The Chalet School in Exile

One of the things I most love about reading is its ability to surprise. Elinor M. Brent-Dyer's The Chalet School in exile is a great example of this. The Chalet school stories were a long series of boarding school novels for girls published between the mid-1920's and early 1970's. Set in an international girls' boarding school initially in the Austrian Tyrol, then Britain, and then the Swiss Alps, the stories follow the adventures of the girls at the school, and of the school's founder, Madge Bettany, and her extended family. They're generally pretty formulaic - you can virtually guarantee that in each volume there will be an accident, an on-the-edge of the seat will-she-or-won't-she-live? illness, and, as you would expect, all the normal sort of fun and games associated with school stories. The series was immensely popular, probably not least because of its exotic (for the time) settings, and the mix of nationalities involved in the stories.

I first started to read the books when I was in my teens, as my best-friend at the time, was absolutely dotty about them. They do have a certain charm that gets you reading even when they are rather unbelievable. However Chalet School in exile, which many fans, including myself, consider to be the best of the series, really is something quite special. There is a power to it that is quite astonishing - I hadn't realised until looking at the Amazon write-up (click on the title of this post to go through to it) that the novel had fallen foul of the censor at the time - having said which it doesn't surprise me at all.

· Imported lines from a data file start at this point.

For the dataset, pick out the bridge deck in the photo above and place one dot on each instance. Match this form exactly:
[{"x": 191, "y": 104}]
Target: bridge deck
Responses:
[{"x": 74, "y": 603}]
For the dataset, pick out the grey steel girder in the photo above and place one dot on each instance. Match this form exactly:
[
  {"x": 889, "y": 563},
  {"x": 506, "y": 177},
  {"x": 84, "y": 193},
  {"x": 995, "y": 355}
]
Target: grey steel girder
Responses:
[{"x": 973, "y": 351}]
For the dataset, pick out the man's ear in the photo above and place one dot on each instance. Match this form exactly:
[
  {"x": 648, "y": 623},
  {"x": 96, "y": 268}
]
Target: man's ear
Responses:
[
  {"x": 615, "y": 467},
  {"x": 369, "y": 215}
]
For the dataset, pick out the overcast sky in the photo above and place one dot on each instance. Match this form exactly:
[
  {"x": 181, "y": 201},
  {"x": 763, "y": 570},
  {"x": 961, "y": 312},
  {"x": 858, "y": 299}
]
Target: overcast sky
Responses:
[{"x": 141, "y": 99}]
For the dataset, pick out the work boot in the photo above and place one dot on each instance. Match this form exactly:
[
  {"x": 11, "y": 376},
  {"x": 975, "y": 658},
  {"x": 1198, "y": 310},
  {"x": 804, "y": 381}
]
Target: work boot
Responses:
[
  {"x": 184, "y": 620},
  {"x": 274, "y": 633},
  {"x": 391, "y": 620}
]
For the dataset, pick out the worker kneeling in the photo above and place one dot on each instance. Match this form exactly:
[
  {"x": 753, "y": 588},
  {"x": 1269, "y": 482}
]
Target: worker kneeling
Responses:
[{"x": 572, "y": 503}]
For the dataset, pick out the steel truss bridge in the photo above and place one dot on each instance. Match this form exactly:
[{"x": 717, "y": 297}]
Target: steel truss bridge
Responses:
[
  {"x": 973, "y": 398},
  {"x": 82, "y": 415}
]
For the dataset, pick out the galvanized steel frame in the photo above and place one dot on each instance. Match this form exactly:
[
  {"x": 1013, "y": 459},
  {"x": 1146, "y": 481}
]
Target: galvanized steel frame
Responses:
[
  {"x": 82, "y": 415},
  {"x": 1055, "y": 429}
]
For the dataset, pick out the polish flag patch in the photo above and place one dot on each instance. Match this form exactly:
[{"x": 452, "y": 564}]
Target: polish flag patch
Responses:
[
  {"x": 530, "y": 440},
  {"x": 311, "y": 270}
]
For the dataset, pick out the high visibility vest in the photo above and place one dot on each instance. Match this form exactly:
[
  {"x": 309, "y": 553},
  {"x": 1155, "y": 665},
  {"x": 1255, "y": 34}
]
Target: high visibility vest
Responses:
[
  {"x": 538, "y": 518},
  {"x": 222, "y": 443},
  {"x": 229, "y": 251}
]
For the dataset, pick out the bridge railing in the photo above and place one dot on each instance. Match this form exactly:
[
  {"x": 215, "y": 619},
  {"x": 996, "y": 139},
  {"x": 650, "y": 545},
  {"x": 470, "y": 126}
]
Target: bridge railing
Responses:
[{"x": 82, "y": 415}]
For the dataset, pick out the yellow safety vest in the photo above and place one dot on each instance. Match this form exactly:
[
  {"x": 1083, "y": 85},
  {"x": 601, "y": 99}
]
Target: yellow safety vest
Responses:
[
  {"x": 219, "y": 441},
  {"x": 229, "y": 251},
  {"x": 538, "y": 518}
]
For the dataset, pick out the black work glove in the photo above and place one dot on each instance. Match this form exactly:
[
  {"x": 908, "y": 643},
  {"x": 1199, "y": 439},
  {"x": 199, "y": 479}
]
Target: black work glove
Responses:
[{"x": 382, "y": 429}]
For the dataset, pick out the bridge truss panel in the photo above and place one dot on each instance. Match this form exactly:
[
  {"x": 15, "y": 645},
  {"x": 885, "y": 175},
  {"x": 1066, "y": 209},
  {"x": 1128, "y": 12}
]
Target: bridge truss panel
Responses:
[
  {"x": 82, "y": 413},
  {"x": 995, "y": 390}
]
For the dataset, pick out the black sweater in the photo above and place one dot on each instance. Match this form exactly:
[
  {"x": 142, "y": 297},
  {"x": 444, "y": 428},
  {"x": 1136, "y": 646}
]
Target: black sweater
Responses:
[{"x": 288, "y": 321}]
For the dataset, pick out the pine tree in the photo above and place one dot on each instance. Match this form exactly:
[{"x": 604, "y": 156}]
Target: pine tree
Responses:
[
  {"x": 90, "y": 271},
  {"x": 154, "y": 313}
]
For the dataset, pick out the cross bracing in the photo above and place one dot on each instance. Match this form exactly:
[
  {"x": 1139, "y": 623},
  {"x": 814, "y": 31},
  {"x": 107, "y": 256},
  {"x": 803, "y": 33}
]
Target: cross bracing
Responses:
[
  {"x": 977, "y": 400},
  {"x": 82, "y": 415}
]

A little background is essential. Brent-Dyer travelled to the Tyrol in the 1920's, visiting the pretty little village of Pertisau on Lake Achensee. It was here that she would set the Chalet School stories, changing some but not all of the names in the locality, so making it easily identifiable even today. It is believed that she visited Austria several times in the 1920's and '30's. Published in 1940, Exile starts with a certain level of tension. Set in 1938, just before the Anschluss, the senior management of the school are concerned as to what will happen should Germany annex Austria. Following the Anschluss there are some minor run-ins with local Nazis, these happenings however take a dramatic turn when some of the girls go on an innocent shopping trip to their local town. While there an elderly Jewish jeweller is tormented by a local mob, and is initially saved by the childrens' actions. As the crowd's mood grows ugly the children are forced to flee - we are later told that both the jeweller and his wife were killed or badly injured by the mob, as was the local priest, whose actions protected the schoolgirls from the crowd. There is then a tense and well-written passage following the childrens' flight from Austria, before the story re-opens in Guernsey.

What I find completely stunning about this story is the element about the Jewish jeweller. Brent-Dyer would certainly have had some knowledge of what was happening in Europe to the Jewish community, but the power of the writing suggests that she may have had some more intimate knowledge - possibly witnessing attacks on Jews herself while travelling in Austria. There's also an interesting little snippet later in the volume, when the party of schoolgirls are fleeing Austria; in order to put a party of Nazis off-the-track, one of the girls begs for alms, Romany-style, and gets whipped for her pains. Again, this suggests that Brent-Dyer was not only aware of Nazi-attitudes towards Jews but also towards gipsies. It has one of the most chilling descriptions of a mob gone mad I've ever read, a lot of this power comes from the fact that it's in a childrens' book - and an innocent school story at that, and you just don't expect to read that sort of thing there - there'd be nothing quite like it until Ian Serraillier's The Silver Sword written many years later, and this time written post-war with a full knowledge of what the Nazis had done.

Chalet school in exile is also a book that celebrates redemption, and the ability of a few people wanting to do good making a difference. There is evil in this book, undoubtedly, but Brent-Dyer never paints in terms of black and white, so there's a lot for children to take in and to think about in this novel. For its readers at the time this must have been quite a shocking read - it continues to shock. Above all it does what great books should do - it makes you think.